Posted by Kyle Jacobson , Tuesday, June 15, 2010 4:27 PM

At the end of this morning's 12 hour shift I refused to leave. I was so pumped I wanted to go the full 24 hours of the day. Six to Six to Six. The managers thought it was pretty funny until I locked my ankle to the conveyor belt with twisty-ties. When I saw them coming with 7" bolt cutters and a tranquilizer gun, I weighed in my mind if this had actually been a good decision......I concluded that it was still a great decision. I slipped out of my poorly executed plan A. Thought about plan B, but quickly ruled it out because of the increase in animal rights acts. That left plan C. I scaled the wall as a jackal in a sandstorm. I didn't look back.
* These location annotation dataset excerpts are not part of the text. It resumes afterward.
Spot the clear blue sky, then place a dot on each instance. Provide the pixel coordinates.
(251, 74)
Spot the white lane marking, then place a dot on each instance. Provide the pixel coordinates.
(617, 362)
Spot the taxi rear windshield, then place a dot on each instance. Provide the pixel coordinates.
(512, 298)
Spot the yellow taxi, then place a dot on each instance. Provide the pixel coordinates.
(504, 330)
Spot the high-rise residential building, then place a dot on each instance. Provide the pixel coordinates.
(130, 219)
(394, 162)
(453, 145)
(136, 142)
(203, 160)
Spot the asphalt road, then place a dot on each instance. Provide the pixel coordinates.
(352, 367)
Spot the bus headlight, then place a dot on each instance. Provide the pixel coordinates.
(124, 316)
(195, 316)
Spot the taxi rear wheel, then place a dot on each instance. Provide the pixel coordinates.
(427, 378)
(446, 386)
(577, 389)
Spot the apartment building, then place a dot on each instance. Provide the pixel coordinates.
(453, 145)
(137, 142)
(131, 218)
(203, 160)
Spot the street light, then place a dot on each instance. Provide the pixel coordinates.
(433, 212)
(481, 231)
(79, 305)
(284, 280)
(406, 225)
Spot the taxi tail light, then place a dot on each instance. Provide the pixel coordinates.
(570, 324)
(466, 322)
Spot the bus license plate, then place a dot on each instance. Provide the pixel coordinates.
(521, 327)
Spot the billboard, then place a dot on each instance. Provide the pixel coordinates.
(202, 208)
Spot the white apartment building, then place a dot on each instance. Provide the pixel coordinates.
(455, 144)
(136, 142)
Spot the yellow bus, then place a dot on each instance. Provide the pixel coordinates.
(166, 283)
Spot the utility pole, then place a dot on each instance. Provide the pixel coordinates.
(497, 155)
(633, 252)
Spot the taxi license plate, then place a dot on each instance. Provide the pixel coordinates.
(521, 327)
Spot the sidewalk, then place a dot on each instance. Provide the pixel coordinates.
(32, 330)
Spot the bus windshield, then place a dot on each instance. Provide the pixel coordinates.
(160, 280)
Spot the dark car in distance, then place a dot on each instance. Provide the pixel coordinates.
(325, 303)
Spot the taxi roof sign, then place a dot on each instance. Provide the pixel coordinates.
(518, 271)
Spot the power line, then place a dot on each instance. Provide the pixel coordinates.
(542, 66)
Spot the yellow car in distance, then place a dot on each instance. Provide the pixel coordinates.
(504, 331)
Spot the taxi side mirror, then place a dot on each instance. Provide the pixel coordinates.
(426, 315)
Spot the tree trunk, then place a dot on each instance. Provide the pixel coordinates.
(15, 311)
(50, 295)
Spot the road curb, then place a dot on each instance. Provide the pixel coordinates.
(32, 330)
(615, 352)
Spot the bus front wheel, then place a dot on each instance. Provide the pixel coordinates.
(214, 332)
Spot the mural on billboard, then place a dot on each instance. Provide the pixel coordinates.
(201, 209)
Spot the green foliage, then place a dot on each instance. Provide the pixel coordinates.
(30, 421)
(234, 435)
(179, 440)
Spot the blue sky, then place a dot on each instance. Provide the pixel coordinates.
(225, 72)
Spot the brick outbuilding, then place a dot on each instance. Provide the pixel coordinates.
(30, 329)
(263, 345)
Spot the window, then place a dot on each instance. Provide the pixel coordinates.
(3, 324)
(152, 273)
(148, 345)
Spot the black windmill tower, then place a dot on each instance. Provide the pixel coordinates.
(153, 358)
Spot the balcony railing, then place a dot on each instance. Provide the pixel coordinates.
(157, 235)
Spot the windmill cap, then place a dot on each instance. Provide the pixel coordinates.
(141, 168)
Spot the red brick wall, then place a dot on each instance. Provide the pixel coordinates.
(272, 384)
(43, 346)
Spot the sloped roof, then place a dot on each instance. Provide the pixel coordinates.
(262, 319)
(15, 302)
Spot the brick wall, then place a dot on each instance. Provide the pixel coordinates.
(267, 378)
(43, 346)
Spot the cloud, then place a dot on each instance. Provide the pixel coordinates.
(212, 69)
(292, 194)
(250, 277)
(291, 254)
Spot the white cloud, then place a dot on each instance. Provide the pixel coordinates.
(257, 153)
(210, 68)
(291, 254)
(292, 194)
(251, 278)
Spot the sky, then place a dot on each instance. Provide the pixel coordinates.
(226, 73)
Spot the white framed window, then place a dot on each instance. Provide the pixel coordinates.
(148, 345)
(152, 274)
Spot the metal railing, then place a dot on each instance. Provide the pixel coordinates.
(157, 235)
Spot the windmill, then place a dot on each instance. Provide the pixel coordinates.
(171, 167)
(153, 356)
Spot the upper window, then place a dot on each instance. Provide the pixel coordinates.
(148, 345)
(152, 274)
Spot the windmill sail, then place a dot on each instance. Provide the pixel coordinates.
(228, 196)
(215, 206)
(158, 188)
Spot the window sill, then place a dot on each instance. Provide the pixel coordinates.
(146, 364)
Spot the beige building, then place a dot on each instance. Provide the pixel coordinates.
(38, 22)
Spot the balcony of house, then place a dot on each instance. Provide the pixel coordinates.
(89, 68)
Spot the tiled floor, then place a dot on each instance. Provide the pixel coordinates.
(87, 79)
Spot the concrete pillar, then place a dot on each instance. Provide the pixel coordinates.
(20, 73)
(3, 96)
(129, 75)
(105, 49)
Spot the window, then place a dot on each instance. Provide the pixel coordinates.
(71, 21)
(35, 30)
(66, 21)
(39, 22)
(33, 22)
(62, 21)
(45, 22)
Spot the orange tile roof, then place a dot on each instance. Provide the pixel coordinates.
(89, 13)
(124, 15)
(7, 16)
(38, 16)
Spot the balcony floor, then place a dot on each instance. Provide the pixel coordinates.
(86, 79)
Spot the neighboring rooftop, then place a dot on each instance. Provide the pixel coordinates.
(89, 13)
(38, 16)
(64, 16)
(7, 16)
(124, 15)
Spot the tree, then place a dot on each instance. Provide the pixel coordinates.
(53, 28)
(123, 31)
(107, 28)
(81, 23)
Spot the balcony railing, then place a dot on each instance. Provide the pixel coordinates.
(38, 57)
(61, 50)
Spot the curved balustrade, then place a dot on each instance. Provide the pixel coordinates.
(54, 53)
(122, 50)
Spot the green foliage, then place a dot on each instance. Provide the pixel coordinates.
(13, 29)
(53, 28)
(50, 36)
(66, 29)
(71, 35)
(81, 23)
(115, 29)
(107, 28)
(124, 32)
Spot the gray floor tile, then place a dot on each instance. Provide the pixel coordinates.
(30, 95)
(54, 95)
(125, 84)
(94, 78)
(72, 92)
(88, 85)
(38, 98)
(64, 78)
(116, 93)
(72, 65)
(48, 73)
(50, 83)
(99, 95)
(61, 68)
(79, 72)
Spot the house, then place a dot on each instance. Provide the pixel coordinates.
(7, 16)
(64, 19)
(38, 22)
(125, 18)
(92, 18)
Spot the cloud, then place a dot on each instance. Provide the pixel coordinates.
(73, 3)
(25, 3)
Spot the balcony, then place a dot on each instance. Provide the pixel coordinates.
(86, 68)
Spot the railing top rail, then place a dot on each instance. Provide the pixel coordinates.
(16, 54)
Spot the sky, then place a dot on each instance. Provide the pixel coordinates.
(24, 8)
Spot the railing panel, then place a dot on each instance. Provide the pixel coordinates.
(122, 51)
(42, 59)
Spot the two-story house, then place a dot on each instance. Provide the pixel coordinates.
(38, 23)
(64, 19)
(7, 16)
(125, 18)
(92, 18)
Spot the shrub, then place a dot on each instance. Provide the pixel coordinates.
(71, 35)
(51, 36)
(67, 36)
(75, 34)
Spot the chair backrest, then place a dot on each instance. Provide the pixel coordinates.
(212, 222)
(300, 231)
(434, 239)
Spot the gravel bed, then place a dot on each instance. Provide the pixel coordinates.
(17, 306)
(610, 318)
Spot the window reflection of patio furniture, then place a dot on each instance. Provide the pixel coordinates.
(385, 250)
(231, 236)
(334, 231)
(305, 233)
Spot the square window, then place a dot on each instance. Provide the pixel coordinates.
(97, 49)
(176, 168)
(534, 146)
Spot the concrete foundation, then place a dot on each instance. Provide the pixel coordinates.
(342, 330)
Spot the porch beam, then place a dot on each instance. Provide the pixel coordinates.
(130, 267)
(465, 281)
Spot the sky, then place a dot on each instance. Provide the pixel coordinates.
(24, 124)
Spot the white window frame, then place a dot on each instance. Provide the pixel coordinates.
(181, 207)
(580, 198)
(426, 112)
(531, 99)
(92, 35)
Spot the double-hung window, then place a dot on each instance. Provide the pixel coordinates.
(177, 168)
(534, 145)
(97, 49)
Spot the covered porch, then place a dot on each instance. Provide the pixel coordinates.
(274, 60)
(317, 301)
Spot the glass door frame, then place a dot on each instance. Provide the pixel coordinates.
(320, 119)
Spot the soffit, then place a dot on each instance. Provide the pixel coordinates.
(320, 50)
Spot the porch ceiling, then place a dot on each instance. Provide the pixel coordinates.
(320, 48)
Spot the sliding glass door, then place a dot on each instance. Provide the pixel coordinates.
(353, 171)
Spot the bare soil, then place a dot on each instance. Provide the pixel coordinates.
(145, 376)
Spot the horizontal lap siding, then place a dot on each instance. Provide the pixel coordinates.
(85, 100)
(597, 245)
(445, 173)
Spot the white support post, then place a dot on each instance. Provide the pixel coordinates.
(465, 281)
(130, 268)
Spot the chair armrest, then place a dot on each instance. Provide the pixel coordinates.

I couldn't, my eyes have refused to open since two-thirds the way through the last shift. I tried negotiating: "Alright, I'll come down if you will give me an advance on my Christmas bonus." They thought they were convincing by responding, "You've only worked here three days. Also, Christmas isn't until December." I had no choice but to create a diversion and get up onto the rafters that were so high up that you could close your left eye and pinch your      
fingers together, making it look like you were squishing the heads of the people on the floor. I had to think of a diversion and fast. The auto-shop-gorilla-repairmen-looking security guards were already loading their tranque guns. The only thing I could think at the time was to shoot down several of the light fixtures with my pen. The thing about this pen is that it just looks like a pen. It's actually a mechanical pencil. But they had no idea. I used my marker dart skills to launch the pen-cil at the ceiling-protruding cable holding the large light fixture. I completely missed. However, the pen-cil dove into one of the day-shift crew member's eye. That was even a better diversion than my initial plan. I raced up to the rafters as fast as I could. Then I woke up in prison with a massive headache. What they don't know is that I haven't even clocked out yet! Suckers!